“FAIR” is Fair: California Policyholders Not Entitled to Recovery Beyond Specified Policy Limits for Fire Losses


Recently, the California Court of Appeal held that recovery under a standard California fire policy is limited to the specified policy limits, even if the actual cash value of the loss exceeds those limits.

The California FAIR Plan Association (the “FAIR Plan”) was established by the California legislature in 1968 to make available “basic property insurance” to property owners who are unable to procure such insurance through normal channels from an admitted insurer.  The FAIR Plan is an involuntary joint reinsurance association of all insurers authorized to write property insurance in California.  The governing statutes require the FAIR Plan to provide insurance for the peril of fire which is equivalent to, or more favorable than what is contained in, the standard form fire insurance policy set forth in Insurance Code § 2071.

In St. Cyr v. California FAIR Plan Assn., ___ Cal.App.4th ___, 2014 WL 346074 (2d Dist. Jan. 31, 2014), the plaintiffs were policyholders who lived in high fire risk areas and whose homes were destroyed in a wildfire.  Despite having been paid the full amount of their policy limits for destruction of their properties, the policyholders sued the FAIR Plan for breach of contract, bad faith, and unfair business practices.  Specifically, the policyholders argued that, although standard fire policies require payment for actual cash value of dwelling loss and the actual cash value of their homes exceeded their policy limits, the FAIR Plan limited payment to the policy limits.

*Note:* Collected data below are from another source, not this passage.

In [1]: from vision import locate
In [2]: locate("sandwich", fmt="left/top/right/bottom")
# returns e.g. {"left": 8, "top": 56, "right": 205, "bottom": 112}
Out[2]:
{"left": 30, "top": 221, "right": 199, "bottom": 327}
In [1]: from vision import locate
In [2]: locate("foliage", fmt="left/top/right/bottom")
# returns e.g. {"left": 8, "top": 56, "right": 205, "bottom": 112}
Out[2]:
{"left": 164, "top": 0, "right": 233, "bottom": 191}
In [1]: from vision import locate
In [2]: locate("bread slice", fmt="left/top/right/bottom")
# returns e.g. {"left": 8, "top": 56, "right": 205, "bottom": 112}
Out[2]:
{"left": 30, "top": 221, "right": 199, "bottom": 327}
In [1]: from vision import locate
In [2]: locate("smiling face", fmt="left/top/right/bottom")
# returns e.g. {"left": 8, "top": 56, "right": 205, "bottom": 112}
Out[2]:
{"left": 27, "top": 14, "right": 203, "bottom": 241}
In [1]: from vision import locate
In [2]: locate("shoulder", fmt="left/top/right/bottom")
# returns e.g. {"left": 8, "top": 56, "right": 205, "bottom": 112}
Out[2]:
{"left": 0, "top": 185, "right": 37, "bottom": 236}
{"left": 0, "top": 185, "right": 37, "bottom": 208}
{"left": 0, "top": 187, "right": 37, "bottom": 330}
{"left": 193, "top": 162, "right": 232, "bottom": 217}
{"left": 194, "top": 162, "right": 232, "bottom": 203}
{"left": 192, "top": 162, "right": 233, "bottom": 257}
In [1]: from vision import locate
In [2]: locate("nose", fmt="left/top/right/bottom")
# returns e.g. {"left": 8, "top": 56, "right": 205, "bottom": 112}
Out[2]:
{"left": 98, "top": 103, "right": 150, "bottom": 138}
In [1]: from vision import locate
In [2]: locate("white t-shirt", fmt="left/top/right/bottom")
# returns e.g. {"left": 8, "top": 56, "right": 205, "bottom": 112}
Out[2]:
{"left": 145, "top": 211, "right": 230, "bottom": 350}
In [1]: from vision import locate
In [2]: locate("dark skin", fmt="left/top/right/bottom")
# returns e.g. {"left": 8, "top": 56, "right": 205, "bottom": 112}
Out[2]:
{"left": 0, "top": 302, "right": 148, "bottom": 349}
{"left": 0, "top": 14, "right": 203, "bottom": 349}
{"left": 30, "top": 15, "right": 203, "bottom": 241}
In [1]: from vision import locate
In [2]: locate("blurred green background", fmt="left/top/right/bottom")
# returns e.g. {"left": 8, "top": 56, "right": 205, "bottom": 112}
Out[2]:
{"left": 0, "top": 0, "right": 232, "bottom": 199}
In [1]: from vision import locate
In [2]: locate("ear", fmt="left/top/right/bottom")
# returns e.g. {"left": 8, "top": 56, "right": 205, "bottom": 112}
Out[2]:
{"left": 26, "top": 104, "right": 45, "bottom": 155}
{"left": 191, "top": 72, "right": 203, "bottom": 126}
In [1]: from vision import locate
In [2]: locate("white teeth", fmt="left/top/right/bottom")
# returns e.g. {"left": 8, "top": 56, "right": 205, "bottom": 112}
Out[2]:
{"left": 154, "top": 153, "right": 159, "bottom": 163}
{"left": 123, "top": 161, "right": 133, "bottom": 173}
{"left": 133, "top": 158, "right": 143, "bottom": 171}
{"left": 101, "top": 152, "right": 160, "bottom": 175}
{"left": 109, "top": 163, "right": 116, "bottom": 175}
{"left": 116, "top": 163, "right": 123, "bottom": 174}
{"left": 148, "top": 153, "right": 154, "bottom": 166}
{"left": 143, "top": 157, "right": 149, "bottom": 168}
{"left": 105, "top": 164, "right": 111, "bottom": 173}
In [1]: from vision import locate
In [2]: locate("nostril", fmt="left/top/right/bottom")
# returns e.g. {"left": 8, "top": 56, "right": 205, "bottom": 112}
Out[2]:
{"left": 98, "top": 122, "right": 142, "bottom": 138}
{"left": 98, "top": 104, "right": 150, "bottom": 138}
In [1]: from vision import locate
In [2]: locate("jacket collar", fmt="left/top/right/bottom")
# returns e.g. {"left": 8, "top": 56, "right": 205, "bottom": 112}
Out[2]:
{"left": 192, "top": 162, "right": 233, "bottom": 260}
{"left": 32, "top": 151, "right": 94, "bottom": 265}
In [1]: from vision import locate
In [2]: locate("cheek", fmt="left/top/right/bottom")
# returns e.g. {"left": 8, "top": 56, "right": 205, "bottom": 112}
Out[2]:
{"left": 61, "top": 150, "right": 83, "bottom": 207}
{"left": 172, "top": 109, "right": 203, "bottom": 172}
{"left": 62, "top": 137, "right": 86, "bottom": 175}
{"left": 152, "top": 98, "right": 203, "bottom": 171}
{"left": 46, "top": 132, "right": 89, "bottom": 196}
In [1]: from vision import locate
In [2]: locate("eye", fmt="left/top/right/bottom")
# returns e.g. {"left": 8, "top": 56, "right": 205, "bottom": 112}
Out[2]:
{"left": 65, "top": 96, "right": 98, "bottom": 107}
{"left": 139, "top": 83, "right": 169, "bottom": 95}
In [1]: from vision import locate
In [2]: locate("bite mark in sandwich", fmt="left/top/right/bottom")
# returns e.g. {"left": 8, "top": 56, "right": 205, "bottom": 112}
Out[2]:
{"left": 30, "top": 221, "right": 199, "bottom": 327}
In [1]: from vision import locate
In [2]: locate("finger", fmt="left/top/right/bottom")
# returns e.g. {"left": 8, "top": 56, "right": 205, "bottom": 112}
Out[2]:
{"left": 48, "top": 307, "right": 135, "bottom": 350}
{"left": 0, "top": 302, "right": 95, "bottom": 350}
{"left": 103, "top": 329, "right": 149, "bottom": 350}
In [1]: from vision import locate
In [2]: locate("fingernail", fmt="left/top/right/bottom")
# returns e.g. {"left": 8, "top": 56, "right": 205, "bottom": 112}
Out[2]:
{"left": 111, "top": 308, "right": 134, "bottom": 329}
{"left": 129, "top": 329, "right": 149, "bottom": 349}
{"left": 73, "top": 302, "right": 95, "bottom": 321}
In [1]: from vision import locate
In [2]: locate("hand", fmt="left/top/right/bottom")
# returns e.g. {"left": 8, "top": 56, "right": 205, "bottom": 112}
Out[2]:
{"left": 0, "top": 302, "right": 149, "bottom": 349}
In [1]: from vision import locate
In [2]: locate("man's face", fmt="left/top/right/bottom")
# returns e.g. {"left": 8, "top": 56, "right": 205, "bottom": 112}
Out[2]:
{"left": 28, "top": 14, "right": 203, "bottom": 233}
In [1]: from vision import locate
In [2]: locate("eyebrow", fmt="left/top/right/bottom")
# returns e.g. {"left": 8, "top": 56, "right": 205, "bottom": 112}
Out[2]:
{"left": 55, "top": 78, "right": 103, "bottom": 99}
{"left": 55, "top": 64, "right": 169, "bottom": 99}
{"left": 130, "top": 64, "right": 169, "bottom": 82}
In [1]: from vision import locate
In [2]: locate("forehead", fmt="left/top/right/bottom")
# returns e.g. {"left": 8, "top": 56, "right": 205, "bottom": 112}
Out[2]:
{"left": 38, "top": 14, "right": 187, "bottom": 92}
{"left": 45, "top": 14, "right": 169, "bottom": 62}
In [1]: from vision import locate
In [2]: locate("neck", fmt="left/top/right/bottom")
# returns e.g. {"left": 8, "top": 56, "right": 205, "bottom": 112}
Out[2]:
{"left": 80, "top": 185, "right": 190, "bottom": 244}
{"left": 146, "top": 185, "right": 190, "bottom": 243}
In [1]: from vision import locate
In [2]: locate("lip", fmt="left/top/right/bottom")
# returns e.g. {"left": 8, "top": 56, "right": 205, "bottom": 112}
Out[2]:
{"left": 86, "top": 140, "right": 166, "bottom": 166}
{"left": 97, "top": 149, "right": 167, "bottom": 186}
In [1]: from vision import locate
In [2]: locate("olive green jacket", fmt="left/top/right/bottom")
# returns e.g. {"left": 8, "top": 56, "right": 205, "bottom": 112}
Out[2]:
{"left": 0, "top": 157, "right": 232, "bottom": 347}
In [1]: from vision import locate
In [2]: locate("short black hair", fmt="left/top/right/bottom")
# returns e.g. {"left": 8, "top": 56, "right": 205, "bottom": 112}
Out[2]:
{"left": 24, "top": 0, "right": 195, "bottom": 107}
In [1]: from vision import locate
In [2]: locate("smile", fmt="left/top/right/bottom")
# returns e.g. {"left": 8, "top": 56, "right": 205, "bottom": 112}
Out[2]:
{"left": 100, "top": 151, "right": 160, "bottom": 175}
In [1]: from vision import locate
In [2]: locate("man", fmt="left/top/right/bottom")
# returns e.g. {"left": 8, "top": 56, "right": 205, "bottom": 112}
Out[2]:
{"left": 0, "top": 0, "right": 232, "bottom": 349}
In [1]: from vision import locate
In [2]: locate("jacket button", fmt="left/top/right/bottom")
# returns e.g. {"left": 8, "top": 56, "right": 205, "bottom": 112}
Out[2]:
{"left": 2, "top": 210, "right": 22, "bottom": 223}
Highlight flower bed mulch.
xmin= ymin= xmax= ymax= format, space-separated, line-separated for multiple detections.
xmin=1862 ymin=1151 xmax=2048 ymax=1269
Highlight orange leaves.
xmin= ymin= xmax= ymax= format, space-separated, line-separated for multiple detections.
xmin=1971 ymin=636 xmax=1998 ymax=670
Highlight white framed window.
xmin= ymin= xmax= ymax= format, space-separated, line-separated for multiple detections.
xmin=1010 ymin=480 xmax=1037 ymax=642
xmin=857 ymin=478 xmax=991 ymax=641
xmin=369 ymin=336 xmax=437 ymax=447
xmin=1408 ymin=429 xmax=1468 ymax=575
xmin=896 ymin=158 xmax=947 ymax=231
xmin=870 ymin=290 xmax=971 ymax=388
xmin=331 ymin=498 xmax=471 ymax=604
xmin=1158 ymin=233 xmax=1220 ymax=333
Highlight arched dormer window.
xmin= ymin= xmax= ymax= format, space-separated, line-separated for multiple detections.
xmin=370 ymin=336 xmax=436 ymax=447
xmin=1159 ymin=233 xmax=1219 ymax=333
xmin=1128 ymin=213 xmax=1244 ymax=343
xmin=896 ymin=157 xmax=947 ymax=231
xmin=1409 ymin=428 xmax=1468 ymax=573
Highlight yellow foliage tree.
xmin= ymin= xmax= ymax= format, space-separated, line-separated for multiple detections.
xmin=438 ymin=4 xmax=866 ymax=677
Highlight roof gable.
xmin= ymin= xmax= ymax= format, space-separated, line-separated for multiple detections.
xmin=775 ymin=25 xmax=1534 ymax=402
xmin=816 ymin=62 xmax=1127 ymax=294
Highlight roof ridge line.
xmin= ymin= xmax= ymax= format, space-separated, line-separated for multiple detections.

The court rejected the policyholders’ argument based on the express language of Section 2071, and sustained the trial court’s dismissal of the action.  The court noted that the statutorily-required policy language provides that fire coverage is afforded “to the extent of the actual cash value of the loss,” but also that coverage is provided “to an amount not exceeding _____ dollars.”  Thus, the stated limit of insurance “fixes the maximum amount due under the policy.”  The court also noted that, under Insurance Code § 2051, which specifies the “measure of indemnity” under an “open” policy, loss payment is determined based on the lesser of the policy limit or the cost to repair and/or replace the damaged property.  Therefore, “[a]s appellants were paid the full amount of their policy limits, they were paid the amount due.”

It should be noted that, under California Insurance Code § 10102(e) and (f), a policy issued as “guaranteed replacement cost coverage” may not limit coverage to a specified amount.  The policy at issue in the St. Cyr case was described by the court as “bare bones” coverage, and did not implicate Section 10102.


DISCLAIMER: Because of the generality of this update, the information provided herein may not be applicable in all situations and should not be acted upon without specific legal advice based on particular situations.